Ce soir, Albert Londres va dîner à l'Imperial Hôtel. Le palace situé face au palais impérial vient d'être magnifiquement refait par Frank Lloyd Wright. Son dispositif, tout en briques et lignes douces, s'adapte parfaitement à la ville. Il résistera même au terriblement de terre de 1923 (le jour même de son inauguration). Au menu : consommé brunoise, soupe de tomate, côte de boeuf, asperges sauce vinaigrette, glace aux amandes, dîner dansant avec orchestre.

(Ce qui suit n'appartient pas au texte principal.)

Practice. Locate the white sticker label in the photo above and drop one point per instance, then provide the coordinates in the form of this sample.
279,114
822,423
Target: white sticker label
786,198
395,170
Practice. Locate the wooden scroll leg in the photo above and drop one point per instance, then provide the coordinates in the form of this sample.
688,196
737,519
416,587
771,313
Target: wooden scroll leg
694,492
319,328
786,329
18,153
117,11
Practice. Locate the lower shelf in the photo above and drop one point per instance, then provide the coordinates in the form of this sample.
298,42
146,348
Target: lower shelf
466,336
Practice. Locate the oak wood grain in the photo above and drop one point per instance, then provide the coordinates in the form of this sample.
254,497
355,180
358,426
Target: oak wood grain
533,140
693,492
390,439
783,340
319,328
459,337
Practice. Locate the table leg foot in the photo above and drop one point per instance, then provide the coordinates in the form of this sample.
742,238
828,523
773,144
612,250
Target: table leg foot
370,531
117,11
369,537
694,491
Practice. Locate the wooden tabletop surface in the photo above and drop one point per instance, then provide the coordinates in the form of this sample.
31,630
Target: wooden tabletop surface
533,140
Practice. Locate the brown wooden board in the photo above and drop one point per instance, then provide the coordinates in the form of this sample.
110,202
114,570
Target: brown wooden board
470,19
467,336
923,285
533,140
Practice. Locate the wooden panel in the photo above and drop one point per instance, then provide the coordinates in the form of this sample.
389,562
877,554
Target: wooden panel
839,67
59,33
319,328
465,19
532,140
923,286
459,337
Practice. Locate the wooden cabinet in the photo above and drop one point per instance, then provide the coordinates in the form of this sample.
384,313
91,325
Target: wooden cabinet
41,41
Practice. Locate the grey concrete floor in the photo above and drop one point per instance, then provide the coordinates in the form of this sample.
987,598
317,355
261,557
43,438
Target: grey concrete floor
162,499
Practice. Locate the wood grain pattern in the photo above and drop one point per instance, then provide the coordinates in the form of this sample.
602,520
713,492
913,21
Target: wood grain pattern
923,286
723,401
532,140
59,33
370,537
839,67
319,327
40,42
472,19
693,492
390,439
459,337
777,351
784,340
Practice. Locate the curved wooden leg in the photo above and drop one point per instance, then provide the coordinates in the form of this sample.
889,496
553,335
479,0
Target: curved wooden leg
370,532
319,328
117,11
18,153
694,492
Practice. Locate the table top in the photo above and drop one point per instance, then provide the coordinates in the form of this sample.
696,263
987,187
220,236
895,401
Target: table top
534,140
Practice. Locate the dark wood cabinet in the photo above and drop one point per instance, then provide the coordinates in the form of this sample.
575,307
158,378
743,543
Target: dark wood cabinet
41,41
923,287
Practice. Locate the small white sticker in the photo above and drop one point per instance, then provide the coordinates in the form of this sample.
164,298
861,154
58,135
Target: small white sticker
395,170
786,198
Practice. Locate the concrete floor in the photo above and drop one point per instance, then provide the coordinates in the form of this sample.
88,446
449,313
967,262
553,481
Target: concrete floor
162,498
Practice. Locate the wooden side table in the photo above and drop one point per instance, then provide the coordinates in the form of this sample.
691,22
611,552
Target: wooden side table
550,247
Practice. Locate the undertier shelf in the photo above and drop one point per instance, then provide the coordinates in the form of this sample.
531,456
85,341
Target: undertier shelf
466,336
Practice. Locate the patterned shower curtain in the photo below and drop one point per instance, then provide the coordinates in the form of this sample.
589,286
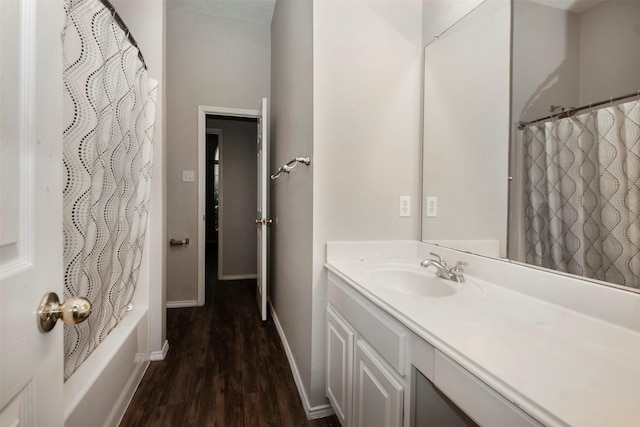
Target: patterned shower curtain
109,113
583,194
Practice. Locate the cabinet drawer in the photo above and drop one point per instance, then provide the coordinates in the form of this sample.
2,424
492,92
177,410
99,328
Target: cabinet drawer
483,404
381,331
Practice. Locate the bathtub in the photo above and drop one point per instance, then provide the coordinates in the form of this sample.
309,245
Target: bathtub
99,391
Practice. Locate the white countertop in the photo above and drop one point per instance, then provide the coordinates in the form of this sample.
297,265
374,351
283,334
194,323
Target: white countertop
559,365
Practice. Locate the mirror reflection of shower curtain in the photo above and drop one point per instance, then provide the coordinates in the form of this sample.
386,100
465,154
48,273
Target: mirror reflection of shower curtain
583,194
109,112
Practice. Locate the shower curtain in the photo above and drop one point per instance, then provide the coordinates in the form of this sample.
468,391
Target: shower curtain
109,113
583,194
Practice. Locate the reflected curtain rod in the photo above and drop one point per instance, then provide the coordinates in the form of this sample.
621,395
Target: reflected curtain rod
567,112
124,28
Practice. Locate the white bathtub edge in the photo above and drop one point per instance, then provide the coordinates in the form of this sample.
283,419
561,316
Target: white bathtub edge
80,384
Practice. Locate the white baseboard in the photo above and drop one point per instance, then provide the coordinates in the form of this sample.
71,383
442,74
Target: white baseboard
312,412
155,356
120,408
182,304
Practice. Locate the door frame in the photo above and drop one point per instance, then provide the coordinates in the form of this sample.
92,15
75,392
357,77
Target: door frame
203,111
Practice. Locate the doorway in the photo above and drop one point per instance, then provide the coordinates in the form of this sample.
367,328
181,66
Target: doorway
227,205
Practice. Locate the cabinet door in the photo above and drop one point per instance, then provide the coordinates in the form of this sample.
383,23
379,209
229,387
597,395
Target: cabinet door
378,397
339,365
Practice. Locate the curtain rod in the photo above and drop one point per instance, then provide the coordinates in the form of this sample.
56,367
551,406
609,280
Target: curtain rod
567,112
124,28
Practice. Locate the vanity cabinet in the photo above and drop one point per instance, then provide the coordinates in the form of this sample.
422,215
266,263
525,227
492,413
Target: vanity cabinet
370,360
340,338
378,396
367,361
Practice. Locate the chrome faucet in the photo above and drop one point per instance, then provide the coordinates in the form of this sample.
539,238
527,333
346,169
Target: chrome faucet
444,270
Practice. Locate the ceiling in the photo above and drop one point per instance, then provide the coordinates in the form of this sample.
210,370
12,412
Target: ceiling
258,11
577,6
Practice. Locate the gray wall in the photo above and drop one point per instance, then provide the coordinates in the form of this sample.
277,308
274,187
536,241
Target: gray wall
238,195
569,59
214,62
609,50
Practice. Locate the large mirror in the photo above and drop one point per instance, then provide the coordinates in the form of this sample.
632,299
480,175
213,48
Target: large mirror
508,62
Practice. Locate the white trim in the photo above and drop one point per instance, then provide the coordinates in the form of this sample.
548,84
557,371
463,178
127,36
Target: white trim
220,204
239,276
183,304
203,110
156,356
312,412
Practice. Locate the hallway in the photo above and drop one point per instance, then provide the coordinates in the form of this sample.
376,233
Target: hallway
224,368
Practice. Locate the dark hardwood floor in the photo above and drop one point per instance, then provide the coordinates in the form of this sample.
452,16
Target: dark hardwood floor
224,368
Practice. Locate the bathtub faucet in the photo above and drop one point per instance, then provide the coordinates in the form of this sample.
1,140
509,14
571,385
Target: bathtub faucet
444,270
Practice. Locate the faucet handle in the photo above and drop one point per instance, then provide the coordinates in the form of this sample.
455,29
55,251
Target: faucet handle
458,271
440,258
458,267
461,264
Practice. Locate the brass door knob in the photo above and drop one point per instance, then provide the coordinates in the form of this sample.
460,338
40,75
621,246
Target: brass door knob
73,311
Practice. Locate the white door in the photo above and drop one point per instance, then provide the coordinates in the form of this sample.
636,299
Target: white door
31,362
261,218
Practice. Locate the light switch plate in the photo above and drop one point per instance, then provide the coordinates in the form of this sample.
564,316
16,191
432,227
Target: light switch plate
188,176
432,207
405,205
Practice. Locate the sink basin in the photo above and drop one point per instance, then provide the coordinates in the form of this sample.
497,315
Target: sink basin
410,281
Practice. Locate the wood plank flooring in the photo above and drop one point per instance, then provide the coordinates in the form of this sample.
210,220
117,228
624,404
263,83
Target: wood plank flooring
224,368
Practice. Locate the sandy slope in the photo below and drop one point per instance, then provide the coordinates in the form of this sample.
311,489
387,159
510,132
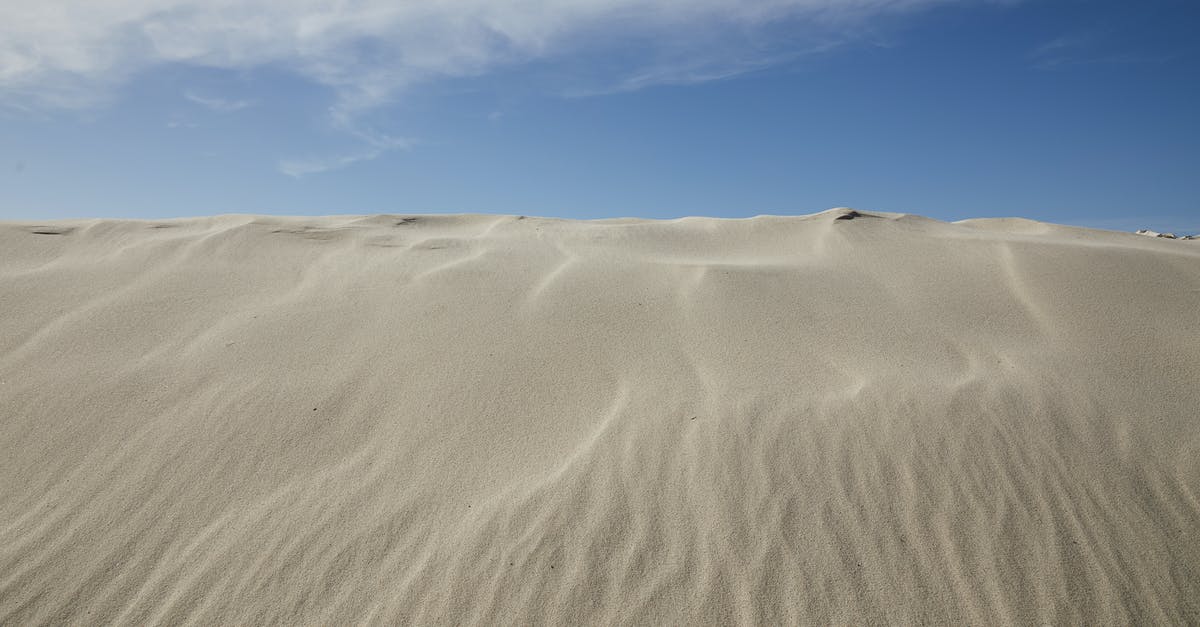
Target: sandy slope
479,419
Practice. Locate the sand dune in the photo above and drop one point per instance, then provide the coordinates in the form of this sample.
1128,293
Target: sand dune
496,419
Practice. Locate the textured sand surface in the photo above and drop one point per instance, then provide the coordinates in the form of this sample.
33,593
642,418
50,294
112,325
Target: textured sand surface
484,419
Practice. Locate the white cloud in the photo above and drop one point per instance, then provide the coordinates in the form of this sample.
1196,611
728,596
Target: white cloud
73,53
216,103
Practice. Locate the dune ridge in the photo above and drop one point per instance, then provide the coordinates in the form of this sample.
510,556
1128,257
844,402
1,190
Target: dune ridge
505,419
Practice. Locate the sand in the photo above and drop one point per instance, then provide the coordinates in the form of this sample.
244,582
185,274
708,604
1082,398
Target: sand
498,419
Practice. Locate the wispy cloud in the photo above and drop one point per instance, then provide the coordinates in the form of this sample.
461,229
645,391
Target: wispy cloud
216,103
55,52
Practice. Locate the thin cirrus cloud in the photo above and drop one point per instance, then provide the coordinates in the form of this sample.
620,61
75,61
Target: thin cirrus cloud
217,103
76,52
369,53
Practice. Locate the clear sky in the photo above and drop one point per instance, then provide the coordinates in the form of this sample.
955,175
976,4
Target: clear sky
1066,111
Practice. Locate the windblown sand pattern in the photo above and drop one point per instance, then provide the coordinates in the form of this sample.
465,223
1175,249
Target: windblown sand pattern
481,419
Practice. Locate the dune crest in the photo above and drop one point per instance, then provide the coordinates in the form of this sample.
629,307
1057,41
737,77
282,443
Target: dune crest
846,417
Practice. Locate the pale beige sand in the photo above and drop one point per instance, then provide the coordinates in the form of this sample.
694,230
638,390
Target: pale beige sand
481,419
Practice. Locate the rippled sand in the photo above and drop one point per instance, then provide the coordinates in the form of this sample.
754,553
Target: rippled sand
483,419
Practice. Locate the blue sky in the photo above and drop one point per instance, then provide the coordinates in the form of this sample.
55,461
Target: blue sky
1069,111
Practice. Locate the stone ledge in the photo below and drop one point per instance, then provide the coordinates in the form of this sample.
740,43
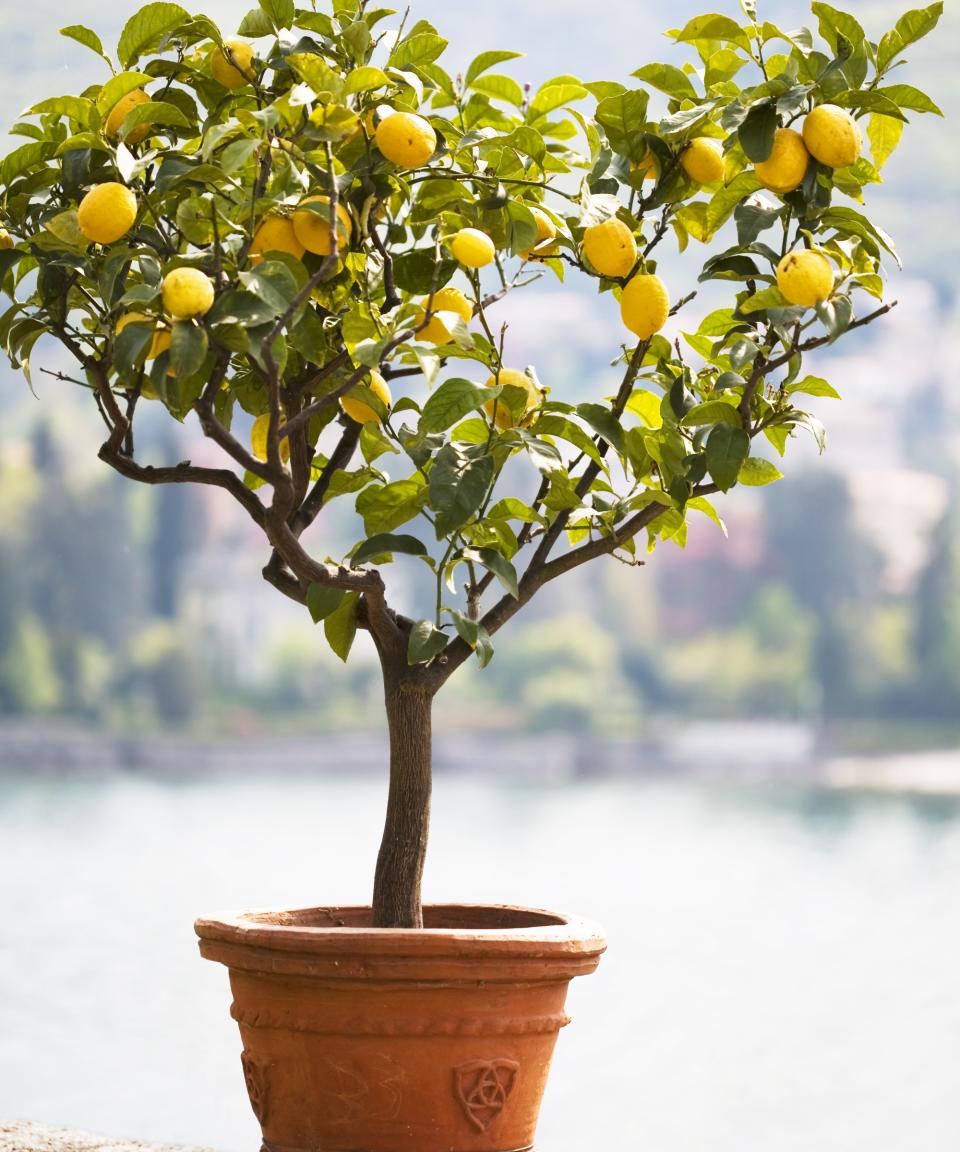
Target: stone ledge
28,1137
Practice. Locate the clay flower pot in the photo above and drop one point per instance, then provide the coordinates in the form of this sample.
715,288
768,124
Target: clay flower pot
391,1040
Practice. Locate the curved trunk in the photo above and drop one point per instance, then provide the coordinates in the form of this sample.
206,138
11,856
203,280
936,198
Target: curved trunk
397,885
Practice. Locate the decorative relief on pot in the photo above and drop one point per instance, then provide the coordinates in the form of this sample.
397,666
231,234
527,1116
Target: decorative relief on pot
255,1075
483,1088
369,1090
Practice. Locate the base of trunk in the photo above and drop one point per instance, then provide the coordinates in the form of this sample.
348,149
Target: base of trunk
390,1040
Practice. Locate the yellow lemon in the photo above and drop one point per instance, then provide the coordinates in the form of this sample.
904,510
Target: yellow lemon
118,114
446,300
231,65
187,293
473,248
832,136
362,412
513,378
546,232
649,167
786,166
161,336
610,247
276,234
107,212
644,305
703,160
258,437
406,139
806,278
312,228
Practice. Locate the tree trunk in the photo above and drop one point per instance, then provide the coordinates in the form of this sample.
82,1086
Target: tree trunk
397,885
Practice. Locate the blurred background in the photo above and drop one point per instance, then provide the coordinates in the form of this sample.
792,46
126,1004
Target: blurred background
743,758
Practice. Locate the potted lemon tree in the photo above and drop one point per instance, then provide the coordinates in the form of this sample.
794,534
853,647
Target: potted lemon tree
297,241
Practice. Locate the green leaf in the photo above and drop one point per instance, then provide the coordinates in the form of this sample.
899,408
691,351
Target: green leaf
884,134
459,483
386,543
712,411
280,12
75,107
255,24
756,472
909,28
340,626
499,88
501,568
756,133
188,348
365,80
486,60
387,506
425,642
452,401
834,24
713,27
153,112
554,96
814,386
145,28
418,48
24,158
726,449
622,118
667,78
323,600
87,37
906,96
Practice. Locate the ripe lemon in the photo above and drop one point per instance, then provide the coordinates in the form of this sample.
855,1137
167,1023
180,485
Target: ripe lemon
258,437
187,293
107,212
232,67
473,248
611,249
406,139
786,166
644,305
161,336
546,230
446,300
649,167
513,378
832,136
118,114
703,160
312,229
806,278
362,412
276,234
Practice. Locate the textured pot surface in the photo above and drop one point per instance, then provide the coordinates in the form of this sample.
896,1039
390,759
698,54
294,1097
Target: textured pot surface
361,1039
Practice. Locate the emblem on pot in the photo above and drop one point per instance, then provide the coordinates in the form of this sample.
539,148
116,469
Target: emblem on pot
483,1088
255,1075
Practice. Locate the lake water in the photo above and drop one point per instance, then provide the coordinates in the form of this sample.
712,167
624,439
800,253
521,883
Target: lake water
783,975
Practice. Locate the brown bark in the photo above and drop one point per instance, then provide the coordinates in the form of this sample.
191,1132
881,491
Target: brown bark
397,884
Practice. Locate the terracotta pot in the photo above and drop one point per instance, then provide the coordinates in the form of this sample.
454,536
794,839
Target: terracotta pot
360,1039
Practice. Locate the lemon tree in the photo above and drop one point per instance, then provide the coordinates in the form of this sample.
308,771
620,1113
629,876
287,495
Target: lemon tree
299,236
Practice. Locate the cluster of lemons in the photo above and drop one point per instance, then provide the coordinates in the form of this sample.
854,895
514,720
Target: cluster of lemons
108,211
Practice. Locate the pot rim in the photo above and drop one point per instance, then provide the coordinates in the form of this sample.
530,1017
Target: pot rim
335,930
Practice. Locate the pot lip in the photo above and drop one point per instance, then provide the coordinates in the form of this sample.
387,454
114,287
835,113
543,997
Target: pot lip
288,931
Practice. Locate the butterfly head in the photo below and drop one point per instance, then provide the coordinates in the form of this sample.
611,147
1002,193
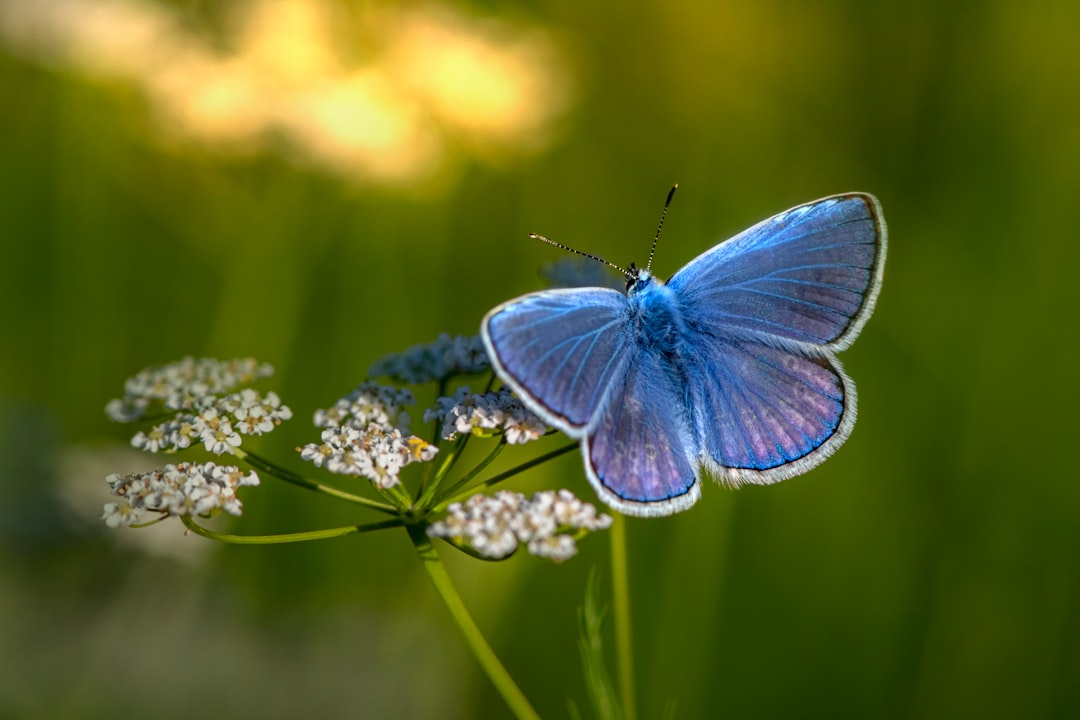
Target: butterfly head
638,279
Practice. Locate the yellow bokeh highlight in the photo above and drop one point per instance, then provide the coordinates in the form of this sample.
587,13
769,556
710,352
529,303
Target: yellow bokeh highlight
380,95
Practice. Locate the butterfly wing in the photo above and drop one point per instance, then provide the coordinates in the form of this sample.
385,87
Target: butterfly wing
766,311
640,452
559,351
808,276
765,413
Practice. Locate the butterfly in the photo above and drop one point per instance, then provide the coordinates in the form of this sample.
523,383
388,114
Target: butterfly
727,367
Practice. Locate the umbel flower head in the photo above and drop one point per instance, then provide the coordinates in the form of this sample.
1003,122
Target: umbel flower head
486,415
181,489
180,385
548,524
436,361
193,389
365,433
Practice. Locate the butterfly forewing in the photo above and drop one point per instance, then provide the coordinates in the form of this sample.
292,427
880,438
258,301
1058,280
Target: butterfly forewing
808,275
559,350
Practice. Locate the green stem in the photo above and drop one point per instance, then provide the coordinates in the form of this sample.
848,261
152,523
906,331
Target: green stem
623,637
502,476
288,476
430,485
288,537
496,673
467,478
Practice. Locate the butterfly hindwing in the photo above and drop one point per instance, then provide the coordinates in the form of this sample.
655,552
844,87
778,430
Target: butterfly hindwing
639,452
809,275
559,350
764,413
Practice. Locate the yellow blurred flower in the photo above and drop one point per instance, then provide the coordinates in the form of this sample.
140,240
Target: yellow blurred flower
381,95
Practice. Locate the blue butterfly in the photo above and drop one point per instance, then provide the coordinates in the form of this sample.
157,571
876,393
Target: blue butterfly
729,367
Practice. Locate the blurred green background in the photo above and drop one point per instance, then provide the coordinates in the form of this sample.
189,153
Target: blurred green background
318,184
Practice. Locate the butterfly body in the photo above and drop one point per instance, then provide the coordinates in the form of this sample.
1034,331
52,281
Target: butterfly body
728,367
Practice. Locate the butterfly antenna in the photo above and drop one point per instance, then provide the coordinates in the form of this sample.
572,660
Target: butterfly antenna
667,202
584,255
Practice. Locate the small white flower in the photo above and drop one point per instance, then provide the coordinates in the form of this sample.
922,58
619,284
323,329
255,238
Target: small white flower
180,489
445,357
376,452
180,385
499,411
368,403
548,524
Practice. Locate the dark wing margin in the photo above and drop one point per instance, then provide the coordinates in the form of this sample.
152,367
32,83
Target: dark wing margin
808,276
764,413
559,350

Si Albert Londres revenait, il se frotterait les yeux, tant l'Imperial reste immuable. Alors que les autres hôtels rivalisent de modernité et de silhouettes élancées, lui est dans sa respiration lente et princière. Aujourd'hui, soixante mariages se sont déroulés dans les vastes salons. Au restaurant gastronomique Les Saisons, Thierry Voisin, que l'on connut aux Crayères, à Reims, déroule une superbe cuisine de facture franco-classique. Sur un pupitre, appliqué comme un magicien, un maître d'hôtel exécute une crêpe Suzette qui ferait tomber dans les pommes les meilleurs directeurs de tables parisiennes. L'orange est découpée avec une ferveur irraisonnée, s'en extrait une lente spirale descendant majestueusement vers l'assiette. Un filet de Grand Marnier, sous le knout d'une allumette, vient semer une admirable panique bleutée. On reste la bouche bée, l'Imperial est ainsi, de marbre et d'insolence datée.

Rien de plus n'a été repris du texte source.